Sur les bateaux négriers, nombreuses furent les révoltes. Fuyant les plantations, les nègres marrons prenaient le maquis et se regroupaient en sociétés solidaires (quilombos, palenques) pour se libérer de la servitude imposée par les colonisateurs.
Cette Résistance donna naissance à la première République noire du monde.

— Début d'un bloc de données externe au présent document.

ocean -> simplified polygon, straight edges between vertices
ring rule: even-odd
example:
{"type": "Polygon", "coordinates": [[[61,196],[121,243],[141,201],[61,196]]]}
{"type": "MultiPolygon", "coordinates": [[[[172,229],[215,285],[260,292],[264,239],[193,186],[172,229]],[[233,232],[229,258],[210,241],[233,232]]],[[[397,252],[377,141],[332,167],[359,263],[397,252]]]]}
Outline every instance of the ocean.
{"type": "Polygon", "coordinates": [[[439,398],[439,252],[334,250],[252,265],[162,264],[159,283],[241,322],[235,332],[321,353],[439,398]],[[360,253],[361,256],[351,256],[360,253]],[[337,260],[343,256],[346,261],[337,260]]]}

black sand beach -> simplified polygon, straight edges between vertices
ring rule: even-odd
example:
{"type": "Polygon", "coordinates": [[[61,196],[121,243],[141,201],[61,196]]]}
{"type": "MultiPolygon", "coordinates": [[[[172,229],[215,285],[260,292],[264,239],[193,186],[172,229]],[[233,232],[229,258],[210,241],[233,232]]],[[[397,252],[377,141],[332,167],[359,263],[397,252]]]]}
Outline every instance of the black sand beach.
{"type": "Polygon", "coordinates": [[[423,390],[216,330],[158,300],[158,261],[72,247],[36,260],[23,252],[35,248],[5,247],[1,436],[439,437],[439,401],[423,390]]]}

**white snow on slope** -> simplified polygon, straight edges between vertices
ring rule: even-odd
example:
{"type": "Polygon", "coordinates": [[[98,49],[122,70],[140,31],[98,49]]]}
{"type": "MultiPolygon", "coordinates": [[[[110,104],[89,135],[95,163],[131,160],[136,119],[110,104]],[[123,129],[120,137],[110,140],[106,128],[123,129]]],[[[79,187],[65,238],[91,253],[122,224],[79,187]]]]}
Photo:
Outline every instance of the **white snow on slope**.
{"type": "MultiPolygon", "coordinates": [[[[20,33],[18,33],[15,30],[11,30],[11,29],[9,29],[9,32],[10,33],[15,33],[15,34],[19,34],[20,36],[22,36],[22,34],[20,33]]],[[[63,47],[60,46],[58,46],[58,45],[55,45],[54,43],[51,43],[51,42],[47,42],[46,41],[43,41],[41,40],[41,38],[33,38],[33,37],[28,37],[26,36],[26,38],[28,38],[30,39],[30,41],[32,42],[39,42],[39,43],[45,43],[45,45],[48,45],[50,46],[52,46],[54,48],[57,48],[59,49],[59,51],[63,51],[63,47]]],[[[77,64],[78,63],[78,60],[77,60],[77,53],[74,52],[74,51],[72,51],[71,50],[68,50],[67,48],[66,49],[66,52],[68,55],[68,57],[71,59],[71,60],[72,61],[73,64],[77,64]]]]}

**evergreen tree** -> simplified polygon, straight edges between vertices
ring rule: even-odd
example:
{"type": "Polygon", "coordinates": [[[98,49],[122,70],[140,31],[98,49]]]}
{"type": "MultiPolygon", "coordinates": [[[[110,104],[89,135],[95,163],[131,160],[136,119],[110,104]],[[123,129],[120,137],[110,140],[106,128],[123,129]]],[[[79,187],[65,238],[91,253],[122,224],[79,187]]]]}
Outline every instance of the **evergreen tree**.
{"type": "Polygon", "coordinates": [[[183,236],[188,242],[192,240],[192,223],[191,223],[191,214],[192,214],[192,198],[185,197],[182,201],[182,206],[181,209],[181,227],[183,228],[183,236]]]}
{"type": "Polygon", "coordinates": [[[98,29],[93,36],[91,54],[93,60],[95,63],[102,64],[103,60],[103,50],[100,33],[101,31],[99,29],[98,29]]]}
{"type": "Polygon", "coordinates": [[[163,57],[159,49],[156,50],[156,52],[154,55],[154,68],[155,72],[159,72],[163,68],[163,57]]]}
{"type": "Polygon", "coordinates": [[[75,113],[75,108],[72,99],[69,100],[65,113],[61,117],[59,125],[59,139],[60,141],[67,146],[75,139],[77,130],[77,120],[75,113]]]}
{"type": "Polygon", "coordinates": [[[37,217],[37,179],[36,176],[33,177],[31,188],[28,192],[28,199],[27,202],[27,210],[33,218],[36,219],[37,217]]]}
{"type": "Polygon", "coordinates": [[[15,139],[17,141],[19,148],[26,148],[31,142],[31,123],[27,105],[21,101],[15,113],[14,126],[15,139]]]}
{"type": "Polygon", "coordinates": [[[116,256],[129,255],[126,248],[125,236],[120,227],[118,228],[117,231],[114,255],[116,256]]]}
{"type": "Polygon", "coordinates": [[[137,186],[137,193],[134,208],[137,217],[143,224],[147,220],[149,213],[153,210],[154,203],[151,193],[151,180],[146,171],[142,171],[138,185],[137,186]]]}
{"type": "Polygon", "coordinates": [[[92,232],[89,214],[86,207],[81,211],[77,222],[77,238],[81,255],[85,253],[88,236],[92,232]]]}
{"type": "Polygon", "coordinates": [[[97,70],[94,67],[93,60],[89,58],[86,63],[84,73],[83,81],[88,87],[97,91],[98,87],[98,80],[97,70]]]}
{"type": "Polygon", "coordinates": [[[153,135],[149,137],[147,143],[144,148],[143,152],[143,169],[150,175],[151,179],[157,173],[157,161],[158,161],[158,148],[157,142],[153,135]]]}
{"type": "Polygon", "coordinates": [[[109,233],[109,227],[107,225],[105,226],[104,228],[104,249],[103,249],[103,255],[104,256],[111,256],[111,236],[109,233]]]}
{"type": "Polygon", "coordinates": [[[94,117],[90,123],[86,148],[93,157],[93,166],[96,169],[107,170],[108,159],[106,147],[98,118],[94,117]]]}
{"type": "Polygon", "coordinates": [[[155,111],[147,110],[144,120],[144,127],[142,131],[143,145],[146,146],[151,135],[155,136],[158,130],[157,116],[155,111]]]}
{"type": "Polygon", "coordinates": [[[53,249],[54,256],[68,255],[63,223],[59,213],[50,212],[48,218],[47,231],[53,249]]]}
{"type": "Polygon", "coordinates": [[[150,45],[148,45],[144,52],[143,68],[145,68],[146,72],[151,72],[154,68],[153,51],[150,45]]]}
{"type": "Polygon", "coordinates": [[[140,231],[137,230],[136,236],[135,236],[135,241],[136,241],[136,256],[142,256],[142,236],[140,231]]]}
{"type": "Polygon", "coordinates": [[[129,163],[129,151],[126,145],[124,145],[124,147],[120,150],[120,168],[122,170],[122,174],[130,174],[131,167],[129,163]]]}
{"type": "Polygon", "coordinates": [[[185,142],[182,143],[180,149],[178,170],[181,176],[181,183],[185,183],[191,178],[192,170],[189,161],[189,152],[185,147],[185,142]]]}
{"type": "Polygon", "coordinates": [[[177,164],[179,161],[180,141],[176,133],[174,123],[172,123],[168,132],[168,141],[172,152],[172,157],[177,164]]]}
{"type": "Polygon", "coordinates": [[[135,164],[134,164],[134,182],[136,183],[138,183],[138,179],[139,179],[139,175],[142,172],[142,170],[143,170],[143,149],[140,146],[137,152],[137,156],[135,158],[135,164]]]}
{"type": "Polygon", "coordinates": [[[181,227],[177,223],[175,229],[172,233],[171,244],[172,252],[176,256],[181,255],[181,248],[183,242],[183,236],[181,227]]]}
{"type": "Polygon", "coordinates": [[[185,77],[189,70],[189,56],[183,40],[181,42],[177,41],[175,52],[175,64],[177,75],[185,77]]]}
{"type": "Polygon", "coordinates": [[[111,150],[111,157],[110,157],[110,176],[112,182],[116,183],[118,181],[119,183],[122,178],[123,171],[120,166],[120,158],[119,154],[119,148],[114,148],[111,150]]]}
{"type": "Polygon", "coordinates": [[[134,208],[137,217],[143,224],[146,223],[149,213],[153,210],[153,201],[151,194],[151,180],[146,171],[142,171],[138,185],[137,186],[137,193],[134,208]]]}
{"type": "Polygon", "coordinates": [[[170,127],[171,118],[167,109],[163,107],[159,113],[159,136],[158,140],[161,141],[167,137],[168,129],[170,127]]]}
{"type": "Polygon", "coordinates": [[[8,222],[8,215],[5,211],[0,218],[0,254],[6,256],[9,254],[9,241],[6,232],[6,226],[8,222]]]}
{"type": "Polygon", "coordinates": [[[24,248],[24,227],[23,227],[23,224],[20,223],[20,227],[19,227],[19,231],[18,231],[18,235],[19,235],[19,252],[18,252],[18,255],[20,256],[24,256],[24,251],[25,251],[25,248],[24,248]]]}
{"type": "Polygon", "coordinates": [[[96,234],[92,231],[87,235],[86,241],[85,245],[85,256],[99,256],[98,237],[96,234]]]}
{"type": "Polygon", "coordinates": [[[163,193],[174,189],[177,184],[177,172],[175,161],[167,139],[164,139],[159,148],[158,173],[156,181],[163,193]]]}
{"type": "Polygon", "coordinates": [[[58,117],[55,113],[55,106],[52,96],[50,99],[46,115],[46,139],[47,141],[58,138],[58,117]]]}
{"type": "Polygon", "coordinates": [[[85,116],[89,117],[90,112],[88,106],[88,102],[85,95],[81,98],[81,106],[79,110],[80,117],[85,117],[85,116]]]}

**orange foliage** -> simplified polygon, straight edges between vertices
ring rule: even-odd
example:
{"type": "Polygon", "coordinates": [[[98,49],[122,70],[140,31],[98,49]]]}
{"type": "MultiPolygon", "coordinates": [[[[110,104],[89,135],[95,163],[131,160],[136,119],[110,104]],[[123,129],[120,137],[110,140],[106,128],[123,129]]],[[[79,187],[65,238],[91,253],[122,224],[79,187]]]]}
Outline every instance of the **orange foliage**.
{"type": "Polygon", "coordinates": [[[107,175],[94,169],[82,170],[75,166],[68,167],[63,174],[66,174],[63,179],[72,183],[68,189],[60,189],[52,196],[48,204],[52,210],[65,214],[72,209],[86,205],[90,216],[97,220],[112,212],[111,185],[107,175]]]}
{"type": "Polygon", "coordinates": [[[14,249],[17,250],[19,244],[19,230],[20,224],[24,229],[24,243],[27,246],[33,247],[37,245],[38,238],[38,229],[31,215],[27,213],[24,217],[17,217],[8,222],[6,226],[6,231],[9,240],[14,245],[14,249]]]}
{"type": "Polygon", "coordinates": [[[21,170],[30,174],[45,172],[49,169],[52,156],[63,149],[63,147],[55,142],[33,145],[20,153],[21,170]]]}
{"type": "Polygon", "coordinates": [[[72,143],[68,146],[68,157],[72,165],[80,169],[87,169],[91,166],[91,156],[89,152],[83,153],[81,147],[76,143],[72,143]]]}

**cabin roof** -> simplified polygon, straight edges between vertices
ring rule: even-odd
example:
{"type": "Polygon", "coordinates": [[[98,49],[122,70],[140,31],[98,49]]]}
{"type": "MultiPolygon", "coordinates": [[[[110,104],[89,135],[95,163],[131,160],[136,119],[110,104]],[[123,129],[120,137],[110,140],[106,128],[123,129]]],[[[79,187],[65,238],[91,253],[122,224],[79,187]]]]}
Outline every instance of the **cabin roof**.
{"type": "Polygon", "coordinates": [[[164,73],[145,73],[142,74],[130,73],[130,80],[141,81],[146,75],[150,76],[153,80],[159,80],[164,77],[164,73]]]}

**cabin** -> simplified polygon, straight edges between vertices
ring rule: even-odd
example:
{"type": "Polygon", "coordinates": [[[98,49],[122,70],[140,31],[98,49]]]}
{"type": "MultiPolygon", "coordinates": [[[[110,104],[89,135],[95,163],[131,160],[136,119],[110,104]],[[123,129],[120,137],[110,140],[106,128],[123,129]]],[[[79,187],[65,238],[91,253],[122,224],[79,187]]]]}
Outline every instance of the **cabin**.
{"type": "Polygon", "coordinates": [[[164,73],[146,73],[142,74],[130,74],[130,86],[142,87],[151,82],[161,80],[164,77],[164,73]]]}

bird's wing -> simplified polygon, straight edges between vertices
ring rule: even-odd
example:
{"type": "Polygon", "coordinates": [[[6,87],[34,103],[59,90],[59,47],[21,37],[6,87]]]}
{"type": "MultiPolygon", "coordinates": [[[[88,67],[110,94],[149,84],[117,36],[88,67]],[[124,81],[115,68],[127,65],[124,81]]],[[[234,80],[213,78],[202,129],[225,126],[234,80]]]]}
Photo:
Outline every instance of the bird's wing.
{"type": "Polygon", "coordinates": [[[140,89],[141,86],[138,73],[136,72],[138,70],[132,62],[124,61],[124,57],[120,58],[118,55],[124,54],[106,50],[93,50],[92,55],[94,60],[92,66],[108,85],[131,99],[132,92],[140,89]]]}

La République d’Haïti joua un rôle majeur dans le processus qui déboucha sur l’abolition, par les Européens, de la traite négrière et de l’esclavage.
Dans l’Europe occupée par les nazis, nous aussi, en tant que Résistants, avons organisé des maquis pour lutter contre les déportations et l’esclavage qui sévissait dans les camps, nous aussi avons lutté contre des méthodes qualifiées par Aimé Césaire de « procédés colonialistes dont ne relevaient jusqu'ici que les Arabes d'Algérie, les Coolies de l'Inde, et les Nègres d'Afrique. »  
En ces journées de commémoration organisées autour du 10 mai, date officielle de la Mémoire de la traite négrière, de l’esclavage et de leurs abolitions, nous lançons, de Nantes, un appel solennel pour qu’un devoir d’histoire trop longtemps occulté soit enfin assumé.
Nous, Résistants, demandons que les Etats inscrivent aux programmes scolaires, l’étude de la Résistance noire aux déportations et à l’esclavage planifiés par le colonialisme, au même titre qu’est enseignée la Résistance européenne aux déportations et à l’esclavage planifiés par le nazisme.

Premiers signataires :

Raymond Aubrac (résistant), Ernest Barreau (résistant), Walter Bassan (résistant déporté), Henry Duguy (résistant), Odette Roux (résistante), François Spirlet (résistant déporté)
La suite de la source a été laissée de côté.